I also believe that contrast is a powerful way of thinking about various design relationships. It doesn’t only apply to a typographic scale, but also to space and color.

For example, instead of picking a text color that “looks good” and is legible, we could simply define a desired color contrast (e.g. 4.5) and let the design tool figure out the actual color based on the background color of the text.
That way we have aesthetic control (“high or low contrast”) while also ensuring legibility.

Build your own tools

I’ve made this tool as a proof-of-concept. I wanted to get a feeling for what it would be like to control and play with parameters instead of typing code. I also wanted to find out how designing for minimum & maximum at the same time feels and whether that is more useful than only seeing on state at a time.

All I get from those hacks are usually learnings. It takes a lot more effort to turn those ideas into real tools that work in production. But I still want to encourage anyone to start building your own (small) tools if you can. Help yourself!

Complaining about a lack of features won’t bring us anywhere soon. That’s also the reason behind the many Sketch plugins I developed. (Color Contrast Analyser, Line Height, Mate, Style Inventory, Consistency, …).

In my opinion, the fact that Sketch has a completely open API that plugin developers can build on, is the most powerful feature. The team behind Sketch basically accepted that they can’t solve every individual’s problem. But they made it incredibly easy to use our creativity to build tools on top of a solid foundation.

Try the tool

You can try “Adaptive Modular Scale” on CodePen. It’s not really intended for real world use and I didn’t test it thoroughly. It’s also pretty obvious that designing the “maximum” state requires a large screen or using the zoom control that I didn’t build 😇

Credits

I started to work on the tool after reading the article “Precise control over responsive typography” by Mike Riethmuller. Seeing that fluid type is possible with CSS today made it even more interesting to try it out in more detail. Is it a silver bullet? No.

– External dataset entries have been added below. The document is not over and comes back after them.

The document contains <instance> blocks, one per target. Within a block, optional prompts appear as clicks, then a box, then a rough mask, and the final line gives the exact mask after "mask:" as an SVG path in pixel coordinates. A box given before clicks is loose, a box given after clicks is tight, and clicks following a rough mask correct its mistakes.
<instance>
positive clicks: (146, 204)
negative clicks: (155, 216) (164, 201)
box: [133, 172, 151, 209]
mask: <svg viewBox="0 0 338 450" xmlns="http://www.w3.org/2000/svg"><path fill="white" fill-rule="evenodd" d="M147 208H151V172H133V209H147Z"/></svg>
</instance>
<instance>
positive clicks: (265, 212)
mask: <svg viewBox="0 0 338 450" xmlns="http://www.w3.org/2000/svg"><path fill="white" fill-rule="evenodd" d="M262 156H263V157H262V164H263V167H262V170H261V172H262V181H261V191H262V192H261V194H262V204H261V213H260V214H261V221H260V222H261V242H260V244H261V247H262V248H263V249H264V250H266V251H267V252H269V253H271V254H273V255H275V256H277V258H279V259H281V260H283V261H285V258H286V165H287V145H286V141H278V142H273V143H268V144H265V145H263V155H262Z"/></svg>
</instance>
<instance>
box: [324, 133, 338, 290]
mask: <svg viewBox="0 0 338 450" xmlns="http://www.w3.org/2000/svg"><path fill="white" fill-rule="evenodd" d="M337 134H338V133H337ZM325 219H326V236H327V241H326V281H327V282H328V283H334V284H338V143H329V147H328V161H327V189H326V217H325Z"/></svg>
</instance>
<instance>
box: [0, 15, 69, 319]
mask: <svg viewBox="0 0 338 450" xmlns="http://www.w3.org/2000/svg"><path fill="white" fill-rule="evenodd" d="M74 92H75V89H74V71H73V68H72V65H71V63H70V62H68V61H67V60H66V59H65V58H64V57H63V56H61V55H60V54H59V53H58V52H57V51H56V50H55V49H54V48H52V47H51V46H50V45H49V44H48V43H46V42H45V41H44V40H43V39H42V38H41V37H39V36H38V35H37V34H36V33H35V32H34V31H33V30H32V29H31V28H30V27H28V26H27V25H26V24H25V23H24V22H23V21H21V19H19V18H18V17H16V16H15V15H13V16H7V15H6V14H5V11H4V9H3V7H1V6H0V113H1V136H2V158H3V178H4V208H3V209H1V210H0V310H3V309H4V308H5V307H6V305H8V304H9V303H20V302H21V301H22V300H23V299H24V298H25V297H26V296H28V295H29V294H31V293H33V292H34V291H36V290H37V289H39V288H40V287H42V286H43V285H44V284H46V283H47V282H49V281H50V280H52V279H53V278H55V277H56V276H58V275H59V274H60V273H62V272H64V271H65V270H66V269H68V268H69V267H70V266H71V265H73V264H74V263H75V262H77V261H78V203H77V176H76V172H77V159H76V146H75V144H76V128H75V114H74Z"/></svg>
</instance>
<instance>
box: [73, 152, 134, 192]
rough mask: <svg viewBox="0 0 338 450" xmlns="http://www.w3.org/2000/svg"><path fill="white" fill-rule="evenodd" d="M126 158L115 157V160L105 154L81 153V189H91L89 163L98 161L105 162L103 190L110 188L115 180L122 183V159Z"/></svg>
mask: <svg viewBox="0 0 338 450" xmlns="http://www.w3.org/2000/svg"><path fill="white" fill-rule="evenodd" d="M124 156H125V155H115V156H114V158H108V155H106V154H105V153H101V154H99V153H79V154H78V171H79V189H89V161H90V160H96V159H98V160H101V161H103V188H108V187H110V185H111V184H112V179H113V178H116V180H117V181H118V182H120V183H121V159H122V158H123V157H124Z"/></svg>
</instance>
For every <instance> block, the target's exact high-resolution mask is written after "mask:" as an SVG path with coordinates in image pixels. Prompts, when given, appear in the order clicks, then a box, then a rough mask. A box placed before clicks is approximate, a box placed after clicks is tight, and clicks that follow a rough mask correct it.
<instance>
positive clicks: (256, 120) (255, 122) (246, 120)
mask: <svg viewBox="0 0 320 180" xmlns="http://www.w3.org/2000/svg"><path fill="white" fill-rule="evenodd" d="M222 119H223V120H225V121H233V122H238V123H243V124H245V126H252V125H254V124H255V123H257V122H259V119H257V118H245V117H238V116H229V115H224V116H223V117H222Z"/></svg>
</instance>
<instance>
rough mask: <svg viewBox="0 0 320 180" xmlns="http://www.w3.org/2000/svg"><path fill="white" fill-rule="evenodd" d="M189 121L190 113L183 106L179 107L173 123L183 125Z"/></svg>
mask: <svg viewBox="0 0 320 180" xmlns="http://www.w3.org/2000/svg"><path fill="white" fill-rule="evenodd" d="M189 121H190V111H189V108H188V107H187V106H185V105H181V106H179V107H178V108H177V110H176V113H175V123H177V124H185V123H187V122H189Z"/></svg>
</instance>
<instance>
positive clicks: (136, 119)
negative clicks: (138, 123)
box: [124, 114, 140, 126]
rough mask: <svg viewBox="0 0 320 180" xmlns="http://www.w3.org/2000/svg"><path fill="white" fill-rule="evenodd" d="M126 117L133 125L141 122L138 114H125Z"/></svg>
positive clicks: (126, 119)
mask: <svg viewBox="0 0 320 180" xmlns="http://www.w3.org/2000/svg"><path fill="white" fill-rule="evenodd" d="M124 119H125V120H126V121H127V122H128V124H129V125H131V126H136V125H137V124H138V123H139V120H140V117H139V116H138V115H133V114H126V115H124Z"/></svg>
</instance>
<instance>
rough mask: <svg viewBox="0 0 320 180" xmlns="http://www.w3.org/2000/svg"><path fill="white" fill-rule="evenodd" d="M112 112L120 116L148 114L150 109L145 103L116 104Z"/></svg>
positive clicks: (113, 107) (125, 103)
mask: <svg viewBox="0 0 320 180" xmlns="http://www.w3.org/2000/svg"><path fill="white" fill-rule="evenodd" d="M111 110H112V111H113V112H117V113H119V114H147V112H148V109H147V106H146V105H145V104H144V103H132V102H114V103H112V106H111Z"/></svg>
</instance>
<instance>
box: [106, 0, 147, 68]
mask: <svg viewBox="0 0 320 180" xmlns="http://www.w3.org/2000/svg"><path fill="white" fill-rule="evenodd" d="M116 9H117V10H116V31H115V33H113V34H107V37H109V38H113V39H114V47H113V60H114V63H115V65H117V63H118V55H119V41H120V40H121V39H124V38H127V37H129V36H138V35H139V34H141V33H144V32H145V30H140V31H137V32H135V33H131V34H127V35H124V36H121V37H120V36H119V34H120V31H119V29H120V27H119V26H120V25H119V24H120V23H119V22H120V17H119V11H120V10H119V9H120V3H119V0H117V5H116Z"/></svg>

But it is one way to deal with typography on the web.

Modularscale.com is a tool that previews modular scale as a water fall of text. I think the website has made the concept a lot more popular. Personally, I find the type of visualisation only partially helpful. I like to see the system in context (example article or a real project). A tool by Tim Brown and Scott Kellum.

GridLover is a tool that also helps you establish a modular scale including a vertical rhythm. Essentially a better and more complete version of my experiment, but without the interpolation. I love how Tuomas Jomppanen and Ville Vanninen integrated scrubbers inside the CSS panel!